During a panel discussion at the AMOS Conference here Sept. 21, Richard DalBello, director of the Office of Space Commerce, emphasized the progress the office has made on creating the Traffic Coordination System for Space (TraCSS) that will take over civil space safety responsibilities currently held by the Defense Department. TraCSS is slated to begin initial services in the fourth quarter of 2024.

Much of that has been focused on getting personnel and funding. “When I started, there was almost no staff,” said DalBello, who took over as director of the office in May 2022. The office has been slowly but steadily hiring and has a goal of 50 people by next year. Many of them will work in two TraCSS operations centers, the locations of which have not yet been determined.

That hiring is enabled by an increased budget: $70 million in fiscal year 2023, less than the $87 million requested but far more than $16 million it received in 2022. “We have made good use of that budget,” he argued.

That includes spending much of it on commercial services. DalBello said Sept. 21 that the office, which requested $88 million in fiscal year 2024, projects spending $17 million of that on commercial infrastructure and $41 million on commercial space situational awareness data, services and pathfinders to support TraCSS.

TraCSS, though, will rely extensively on government resources as well, particularly data from the Defense Department. “We could not be where we are without DOD and NASA,” he said, with NASA handling research and development activities linked to TraCSS.

A Space Force official on the panel pledged increased support for TraCSS. Barbara Golf, strategic advisor for space domain awareness, said the Space Force would provide more accurate catalog information to the Commerce Department to go into its database than what it currently makes publicly available through the Space-Track service.

“We are working to get the high-accuracy catalog released to the DOC, machine to machine, starting in the spring of next year, every four hours indefinitely,” she said. “They will have everything they need in order to be seeded for spaceflight safety. They can then augment with commercial data.”

Gen. Chance Saltzman, chief of space operations for the Space Force, said in a separate media briefing at the conference Sept. 20 that he was satisfied with the focus the Commerce Department was devoting to establishing TraCSS, in part because it has risen to the attention of Commerce Secretary Gina Raimondo.

“She talked very knowledgeably about it, which is very encouraging. That means it’s on her radar. It means she understands what resource outlays are going to be required,” he said. “I’m really encouraged mostly because of the leadership that she’s shown with taking on that mission. They’ve got money. They’re investing the money in the things that they should be.”

While the Office of Space Commerce has talked about having an initial version of TraCSS ready by late 2024, Saltzman said he was not rushing them to establish it. “We’ve got this covered.

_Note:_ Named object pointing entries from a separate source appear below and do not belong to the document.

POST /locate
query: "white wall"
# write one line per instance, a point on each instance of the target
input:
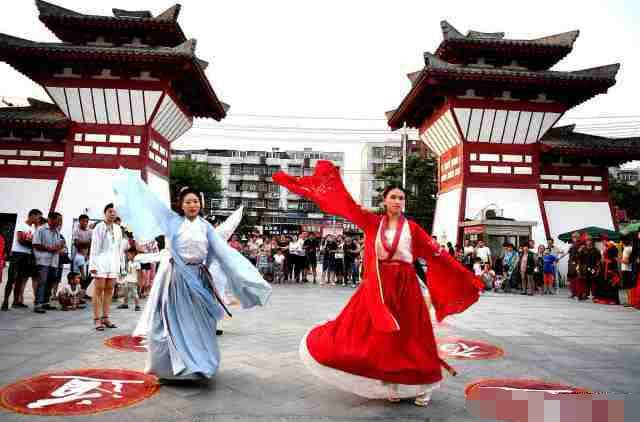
(519, 204)
(566, 216)
(445, 222)
(21, 195)
(159, 186)
(85, 191)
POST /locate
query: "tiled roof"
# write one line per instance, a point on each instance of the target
(198, 96)
(38, 114)
(565, 39)
(53, 10)
(539, 53)
(565, 138)
(68, 25)
(24, 47)
(434, 64)
(439, 73)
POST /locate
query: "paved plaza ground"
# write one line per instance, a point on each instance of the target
(262, 378)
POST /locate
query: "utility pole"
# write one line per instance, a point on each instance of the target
(403, 144)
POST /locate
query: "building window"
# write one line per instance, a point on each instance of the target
(236, 169)
(274, 205)
(295, 170)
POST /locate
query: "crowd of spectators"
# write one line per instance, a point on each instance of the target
(303, 258)
(606, 274)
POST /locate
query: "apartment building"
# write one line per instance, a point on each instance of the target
(245, 176)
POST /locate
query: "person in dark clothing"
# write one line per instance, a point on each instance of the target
(351, 253)
(310, 246)
(606, 287)
(527, 265)
(589, 261)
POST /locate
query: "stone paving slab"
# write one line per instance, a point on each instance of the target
(261, 377)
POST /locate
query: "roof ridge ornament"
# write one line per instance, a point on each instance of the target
(188, 47)
(449, 31)
(413, 76)
(47, 8)
(132, 14)
(565, 38)
(485, 35)
(171, 14)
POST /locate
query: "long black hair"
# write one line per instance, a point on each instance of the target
(183, 193)
(389, 188)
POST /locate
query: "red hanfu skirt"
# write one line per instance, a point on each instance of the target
(351, 344)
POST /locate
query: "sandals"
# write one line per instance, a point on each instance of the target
(98, 327)
(422, 401)
(392, 393)
(107, 323)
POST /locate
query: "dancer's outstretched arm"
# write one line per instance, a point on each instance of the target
(453, 288)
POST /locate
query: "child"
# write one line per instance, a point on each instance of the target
(549, 269)
(488, 277)
(477, 266)
(131, 280)
(262, 261)
(70, 294)
(278, 267)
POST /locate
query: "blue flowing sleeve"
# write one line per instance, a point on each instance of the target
(140, 208)
(242, 278)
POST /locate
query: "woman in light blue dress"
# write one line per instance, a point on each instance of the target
(186, 300)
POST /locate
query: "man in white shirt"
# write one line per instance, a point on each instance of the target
(484, 253)
(468, 252)
(22, 265)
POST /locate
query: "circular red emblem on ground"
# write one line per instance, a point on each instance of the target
(526, 400)
(126, 343)
(78, 391)
(461, 348)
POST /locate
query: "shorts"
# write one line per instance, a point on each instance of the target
(312, 260)
(549, 278)
(21, 266)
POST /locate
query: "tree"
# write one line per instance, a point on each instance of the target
(421, 187)
(626, 197)
(196, 175)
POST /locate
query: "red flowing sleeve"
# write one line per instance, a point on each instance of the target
(325, 189)
(452, 287)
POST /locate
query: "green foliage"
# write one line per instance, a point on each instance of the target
(626, 197)
(421, 187)
(194, 174)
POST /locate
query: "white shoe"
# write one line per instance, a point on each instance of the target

It’ll be about when they’re ready to take this on because it’s important,” he said. “I just know how tough it is, and mostly we’re going to have to continue to do it anyway for our own purposes.”

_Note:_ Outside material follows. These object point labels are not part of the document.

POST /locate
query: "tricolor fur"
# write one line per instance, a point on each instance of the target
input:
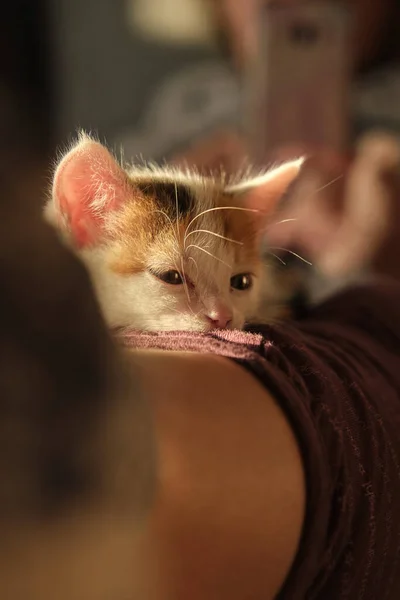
(131, 226)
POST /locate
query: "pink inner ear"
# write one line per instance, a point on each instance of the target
(266, 191)
(88, 183)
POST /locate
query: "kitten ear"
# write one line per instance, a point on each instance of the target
(88, 182)
(264, 193)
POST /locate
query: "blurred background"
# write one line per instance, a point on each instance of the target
(157, 77)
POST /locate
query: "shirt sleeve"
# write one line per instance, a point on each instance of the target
(336, 375)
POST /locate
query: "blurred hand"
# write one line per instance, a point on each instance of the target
(345, 219)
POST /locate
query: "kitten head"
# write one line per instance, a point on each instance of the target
(166, 249)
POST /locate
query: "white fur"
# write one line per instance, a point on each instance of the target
(143, 301)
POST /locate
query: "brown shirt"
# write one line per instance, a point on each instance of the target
(336, 374)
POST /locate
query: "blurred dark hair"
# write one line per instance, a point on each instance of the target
(26, 108)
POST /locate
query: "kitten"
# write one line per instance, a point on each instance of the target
(167, 249)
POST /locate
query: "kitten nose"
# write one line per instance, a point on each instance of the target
(219, 318)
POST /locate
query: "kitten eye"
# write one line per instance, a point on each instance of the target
(172, 277)
(241, 282)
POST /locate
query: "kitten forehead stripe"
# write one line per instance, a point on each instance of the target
(167, 193)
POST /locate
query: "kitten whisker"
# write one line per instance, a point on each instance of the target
(278, 258)
(223, 237)
(170, 221)
(291, 252)
(253, 210)
(209, 254)
(197, 268)
(329, 183)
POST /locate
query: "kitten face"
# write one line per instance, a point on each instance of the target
(166, 250)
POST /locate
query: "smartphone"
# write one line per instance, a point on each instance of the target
(299, 81)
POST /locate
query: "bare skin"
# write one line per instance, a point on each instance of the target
(229, 512)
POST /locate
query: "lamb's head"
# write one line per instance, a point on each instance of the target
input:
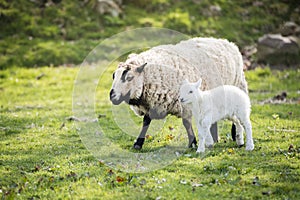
(127, 84)
(189, 91)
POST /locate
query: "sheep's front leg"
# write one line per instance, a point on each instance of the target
(188, 126)
(141, 139)
(214, 132)
(201, 136)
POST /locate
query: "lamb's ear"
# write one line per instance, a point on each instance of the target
(198, 83)
(140, 68)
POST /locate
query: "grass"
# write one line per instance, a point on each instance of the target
(42, 156)
(39, 33)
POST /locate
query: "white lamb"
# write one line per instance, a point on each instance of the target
(210, 106)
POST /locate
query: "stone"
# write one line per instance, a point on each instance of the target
(290, 28)
(276, 49)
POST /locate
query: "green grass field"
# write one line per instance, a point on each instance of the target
(42, 156)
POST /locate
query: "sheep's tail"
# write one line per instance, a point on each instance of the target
(243, 85)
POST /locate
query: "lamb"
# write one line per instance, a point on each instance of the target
(152, 89)
(210, 106)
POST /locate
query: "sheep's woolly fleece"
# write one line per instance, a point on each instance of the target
(216, 61)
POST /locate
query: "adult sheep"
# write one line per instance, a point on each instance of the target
(150, 81)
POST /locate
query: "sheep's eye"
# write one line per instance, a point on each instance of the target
(129, 78)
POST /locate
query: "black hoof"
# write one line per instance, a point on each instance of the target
(139, 143)
(233, 132)
(193, 143)
(137, 147)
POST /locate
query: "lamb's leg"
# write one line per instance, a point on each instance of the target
(214, 132)
(187, 122)
(248, 129)
(140, 140)
(239, 132)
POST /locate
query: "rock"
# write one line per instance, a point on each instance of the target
(276, 49)
(290, 28)
(109, 7)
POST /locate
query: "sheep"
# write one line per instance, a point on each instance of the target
(152, 89)
(210, 106)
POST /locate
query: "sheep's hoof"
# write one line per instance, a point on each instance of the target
(193, 144)
(137, 147)
(139, 143)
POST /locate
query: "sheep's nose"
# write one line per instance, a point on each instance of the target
(111, 93)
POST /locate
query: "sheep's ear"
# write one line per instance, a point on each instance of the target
(198, 83)
(185, 81)
(120, 64)
(140, 68)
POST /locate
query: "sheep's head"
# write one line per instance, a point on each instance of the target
(189, 91)
(127, 84)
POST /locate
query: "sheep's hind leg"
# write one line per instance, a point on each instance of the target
(188, 126)
(141, 139)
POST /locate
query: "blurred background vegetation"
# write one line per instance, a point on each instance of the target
(37, 33)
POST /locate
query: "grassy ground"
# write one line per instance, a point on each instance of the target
(42, 156)
(38, 33)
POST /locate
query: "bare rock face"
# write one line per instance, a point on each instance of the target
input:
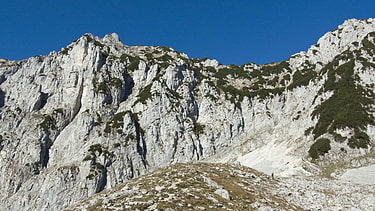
(99, 113)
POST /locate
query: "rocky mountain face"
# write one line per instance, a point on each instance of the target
(99, 113)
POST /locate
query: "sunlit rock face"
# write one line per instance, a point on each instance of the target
(98, 113)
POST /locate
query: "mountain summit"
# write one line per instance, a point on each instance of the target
(99, 113)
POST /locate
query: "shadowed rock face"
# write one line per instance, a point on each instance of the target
(99, 113)
(205, 186)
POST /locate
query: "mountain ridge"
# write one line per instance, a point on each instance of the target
(99, 113)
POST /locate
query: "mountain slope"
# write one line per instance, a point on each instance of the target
(99, 113)
(208, 186)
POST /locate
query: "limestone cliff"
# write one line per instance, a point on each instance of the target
(98, 113)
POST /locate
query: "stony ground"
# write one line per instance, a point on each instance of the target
(208, 186)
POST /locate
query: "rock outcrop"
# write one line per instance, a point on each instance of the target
(98, 113)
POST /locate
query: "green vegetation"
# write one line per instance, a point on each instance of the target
(144, 94)
(47, 123)
(302, 79)
(104, 87)
(346, 107)
(65, 51)
(133, 61)
(320, 147)
(278, 68)
(359, 140)
(116, 123)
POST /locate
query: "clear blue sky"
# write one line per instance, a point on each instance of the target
(231, 31)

Having the Commerce Department taking over civil space safety activities dates back to Space Policy Directive (SPD) 3 in 2018. Progress was initially slow because of a lack of funding and questions by some in Congress about whether Commerce was the best agency to host that capability.

The policy was a “canary in a coal mine,” said Diane Howard, director of commercial space policy on the National Space Council, during a keynote at the conference Sept. 20. It raised issues about funding and the roles of both government and the private sector, she said, issues that have expanded beyond space traffic coordination.

“I think some of those early days of SPD-3 being an unfunded mandate forced a lot of those early conversations about how to make that transition, to be more creative,” she said. “Some of that is baked into the conops now.”